Villes propres : quel visage après le concours ?

Le Cameroun, pays aux atouts incommensurables, moteur de la Cemac, pays riche de sa diversité ethnique et linguistique, ne laisse personne indifférent. Si hier, le pays posait encore, avec un brin d’hésitation, les jalons de son expansion économique après avoir accédé à la souveraineté, aujourd’hui, le triangle national ne peut plus se satisfaire de ses lauriers des années post-indépendance. Tout ou presque a changé. Les photos d’archives des deux principales villes du pays, Yaoundé et Douala, montrent un visage à peine reconnaissable de ces deux capitales. S’il n’y avait pas à cette époque une floraison de gratte-ciel, d’échangeurs ou de luxueux hôtels…, on doit cependant reconnaître une qualité à nos deux villes témoins. Elles étaient propres. Bien tenues en tout cas. Les parkings et autres espaces verts bien en évidence. Mais aussi des habitations bien peintes. Le visiteur d’un musée quelconque aurait aujourd’hui de la peine à croire que nous sommes dans notre pays. Oui, le Cameroun a su opérer une mue. Au fil des ans, elle a même été brutale. A tel enseigne qu’aujourd’hui, tout le monde vit en ville ou alors entre l’arrière pays et les principales agglomérations du pays. Boom démographique, diraient les urbanistes. Toujours est-il que les habitudes d’antan ont été bousculées.
Sans prétention à nous embourber dans la définition de la ville, on peut à la limite emprunter à la délimitation administrative pour avoir notre ville type. Normal dès lors d’exhiber les 14 communautés urbaines et les 360 communes du pays. A partir de cette délimitation administrative, on est au moins sûr que quand on parle de la ville, on peut s’appuyer sur un espace précis pour une appréciation pertinente. Le gouvernement, à travers ses divers démembrements, ne se trompe du reste pas lorsqu’il parle de villes, en s’appuyant sur ses communes pour distinguer les villes qui crèvent l’écran. Seul critère : la propreté. A l’évocation de ce concept, il est fondé, avec le spectacle actuel, de percevoir d’ici, la gêne, les murmures de ceux qui vivent autre chose en ce moment dans les villes camerounaises. Ils ne seront guère suivis dans leur projet de persiflage.
Les arguments ne manquent pas pour adopter une telle posture. Il est juste de rappeler à l’attention collective que la propreté n’est pas un vain mot au Cameroun, un concept nouveau. Mais alors pas du tout puisque déjà, dès les années 1980, voire bien avant, les Camerounais ont su faire corps avec les campagnes nationales d’hygiène et de salubrité.
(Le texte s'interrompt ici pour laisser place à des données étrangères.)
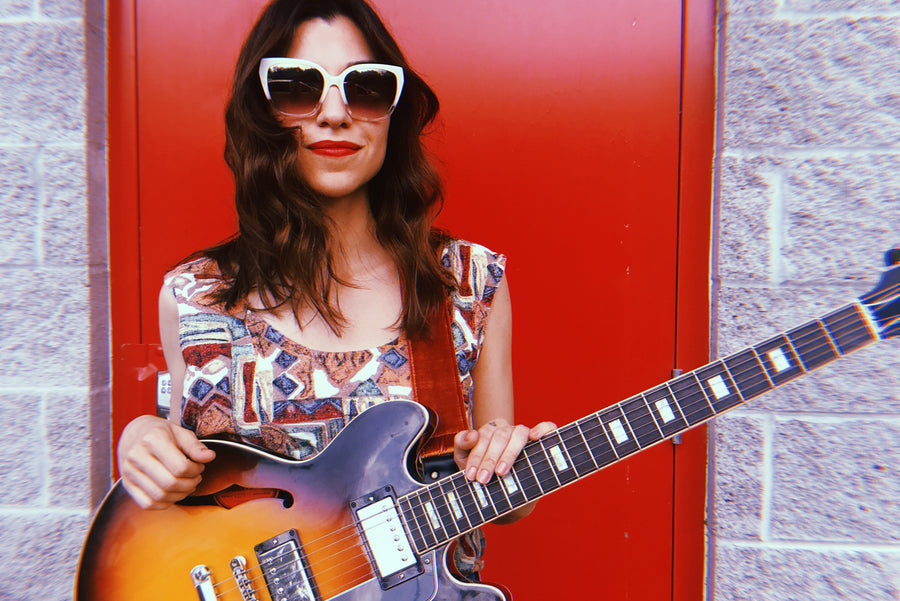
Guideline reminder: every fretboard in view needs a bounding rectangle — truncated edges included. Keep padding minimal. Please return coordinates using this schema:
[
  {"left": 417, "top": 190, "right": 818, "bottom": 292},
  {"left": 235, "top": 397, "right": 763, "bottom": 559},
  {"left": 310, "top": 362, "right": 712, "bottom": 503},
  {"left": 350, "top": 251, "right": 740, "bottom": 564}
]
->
[{"left": 398, "top": 302, "right": 878, "bottom": 553}]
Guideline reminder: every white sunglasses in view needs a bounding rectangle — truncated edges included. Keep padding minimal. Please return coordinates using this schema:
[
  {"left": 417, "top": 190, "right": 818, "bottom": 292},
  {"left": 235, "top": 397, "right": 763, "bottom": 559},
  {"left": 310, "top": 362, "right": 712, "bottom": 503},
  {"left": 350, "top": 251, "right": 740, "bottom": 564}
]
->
[{"left": 259, "top": 57, "right": 403, "bottom": 121}]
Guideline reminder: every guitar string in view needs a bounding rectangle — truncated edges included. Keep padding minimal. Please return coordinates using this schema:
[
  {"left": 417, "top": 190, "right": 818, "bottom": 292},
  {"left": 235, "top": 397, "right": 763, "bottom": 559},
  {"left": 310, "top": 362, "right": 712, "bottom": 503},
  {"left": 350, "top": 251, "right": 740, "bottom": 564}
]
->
[{"left": 202, "top": 296, "right": 884, "bottom": 592}]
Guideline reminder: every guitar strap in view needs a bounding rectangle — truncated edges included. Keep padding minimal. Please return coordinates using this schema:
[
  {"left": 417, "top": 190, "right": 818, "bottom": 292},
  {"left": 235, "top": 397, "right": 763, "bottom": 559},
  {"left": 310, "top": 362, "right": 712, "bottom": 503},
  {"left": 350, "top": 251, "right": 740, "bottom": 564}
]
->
[{"left": 409, "top": 300, "right": 469, "bottom": 459}]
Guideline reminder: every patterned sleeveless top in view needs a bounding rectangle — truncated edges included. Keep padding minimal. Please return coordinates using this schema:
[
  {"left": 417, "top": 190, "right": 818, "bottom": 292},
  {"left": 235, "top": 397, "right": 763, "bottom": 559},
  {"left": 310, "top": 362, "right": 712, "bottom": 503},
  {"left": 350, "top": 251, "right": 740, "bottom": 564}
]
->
[{"left": 165, "top": 240, "right": 506, "bottom": 459}]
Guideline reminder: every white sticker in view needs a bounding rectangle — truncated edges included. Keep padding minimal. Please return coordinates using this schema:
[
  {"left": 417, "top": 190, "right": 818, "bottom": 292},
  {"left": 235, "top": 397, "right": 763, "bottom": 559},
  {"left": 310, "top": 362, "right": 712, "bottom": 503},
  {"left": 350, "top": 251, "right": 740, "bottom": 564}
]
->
[
  {"left": 767, "top": 347, "right": 791, "bottom": 372},
  {"left": 472, "top": 482, "right": 487, "bottom": 507},
  {"left": 656, "top": 398, "right": 675, "bottom": 424},
  {"left": 706, "top": 376, "right": 731, "bottom": 399},
  {"left": 425, "top": 503, "right": 441, "bottom": 530},
  {"left": 607, "top": 419, "right": 628, "bottom": 444},
  {"left": 447, "top": 492, "right": 463, "bottom": 520},
  {"left": 550, "top": 445, "right": 569, "bottom": 472},
  {"left": 503, "top": 472, "right": 519, "bottom": 494}
]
En ces années-là, le censeur a pris l’habitude de faire la ronde, non pas des quartiers de la ville, mais des lointains villages. Les bons villages étaient récompensés et les villages lents à s’approprier la nouvelle donne ont souvent été témoins de la déportation de leurs forces vives vers des cadres plus appropriés à la méditation. Ce voyage était tous frais payés. De retour de ce bref « stage », les récalcitrants étaient les premiers à badigeonner leurs concessions à la chaux vive.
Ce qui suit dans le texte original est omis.